The story followed the lives of several 18-19 year old girls looking to make a break in the porn industry, often times seeking to make quick money or tired of living in their rural hometowns, they join porn agent Riley Reynolds and move to live in Miami to pursue their dreams. The documentary showcases the effects of porn on young women, the substance abuse that often times follows and parental reactions to finding out about their daughters’ whereabouts and doings. One of the main focal points of the documentary was how so many of these girls monetized on their young looks and after they did a couple of videos they would be tossed aside for the new, fresher, girl. Aspects of the business shown such as punishment porn and BDMS are some of the most disturbing and raw, portraying the harrowing and lasting impact it has on amateur porn actresses.

Last Friday, Bauer and Gradus released a whole new, never before seen aspect on porn. One of the main critiques of their previous documentary was that not only it was all known information but also that it only depicted “one side of porn”. Bauer and Gradus venture to fix both those aspects and they do so brilliantly. Hot Girls Wanted: Turned On presenting us with feminist porn, a form made for the femme by the femme, the first episode gives us an interesting insight on how the porn demographic is changing towards being a more gender balanced environment. Holly Randall (daughter of Suze Randall, the first female Playboy photographer) and Erika Lust are porn directors who market their work as “high-end” and created for the female gaze. Steadfast in blurring the division between erotica and porn, the two directors make it their mission to create content for the enjoyment of women and end the taboo on pornography. Simultaneously the directors face many challenges, by wanting to depict real intercourse they opt out of using porn actors, which often times hindering their work and the speed in which it gets done. Furthermore, free porn online has completely altered the market, not leaving much space, or revenue, for their high-end products.

The episodes look into a variety of nuanced struggles working in the sex-industry, in this era where everything is digitalized (hence the double entendre Turned On, in the title).

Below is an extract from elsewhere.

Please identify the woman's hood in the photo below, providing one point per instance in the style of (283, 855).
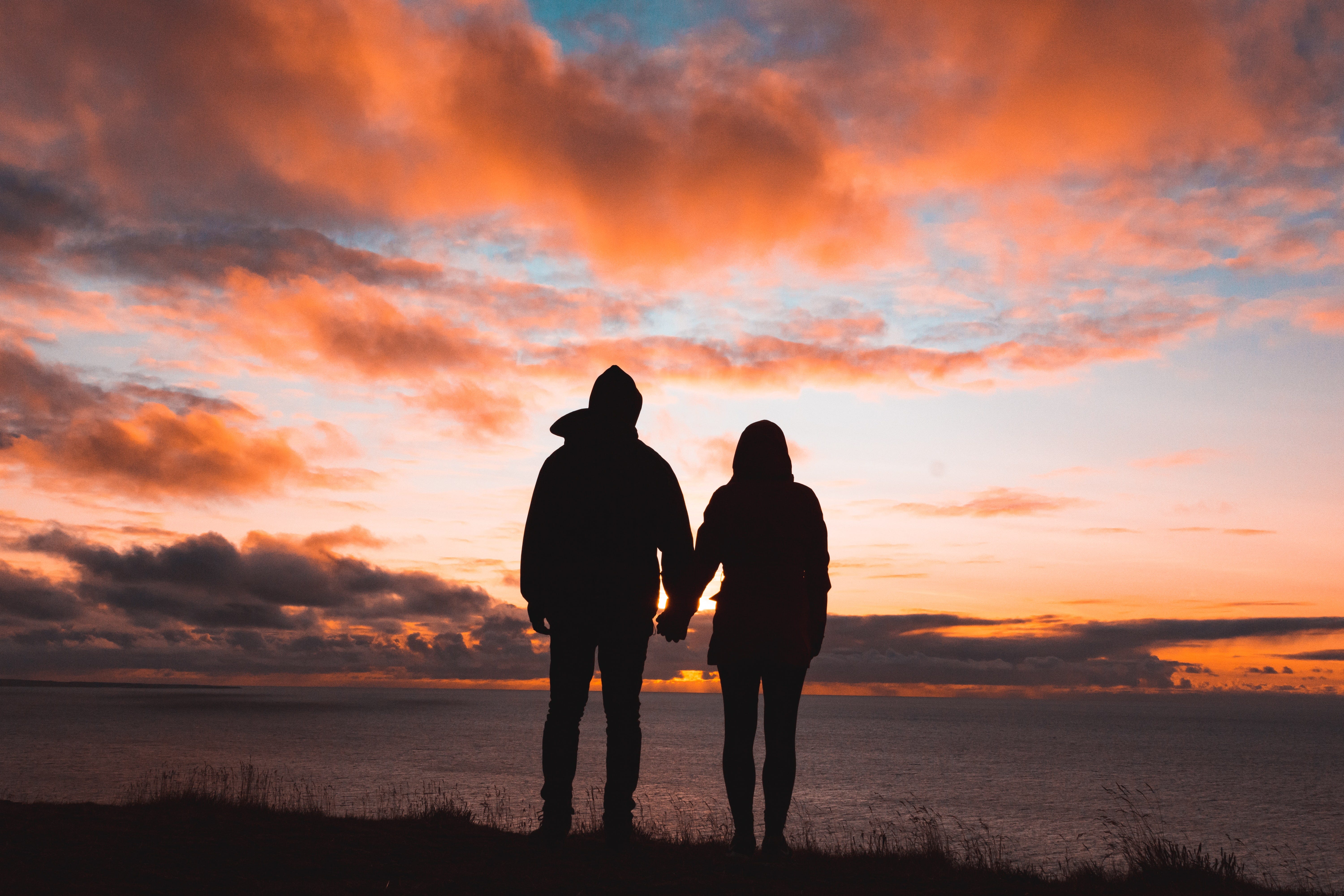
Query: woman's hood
(763, 454)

The second episode (“Owning It”) portrays Penthouse centerfold Bailey Rayne as a business-savvy entrepreneur who stays on top of her game as the vast majority of her peers fall into serious substance abuse or get carried away by their naiveté. Rayne exposes us to the relatively new aspect of the industry that is camming and porn’s rapid movement towards cybersex.  All the episodes, particularly the last one that focuses on Marina Lonina’s periscope rape jail sentence in 2016, which made international headlines, give an important and novel assessment of porn. It continues to cite the many difficulties with living that lifestyle; predominantly it being considered an obscene and improper field whose consequences shadow you for the rest of your life and also due to how the internet has revolutionized sex as a whole. Bauer and Gradus manage to create a more realistic depiction of sex work that encompasses both female empowerment and one of devaluement, the most polarizing issue for women in porn since its existence.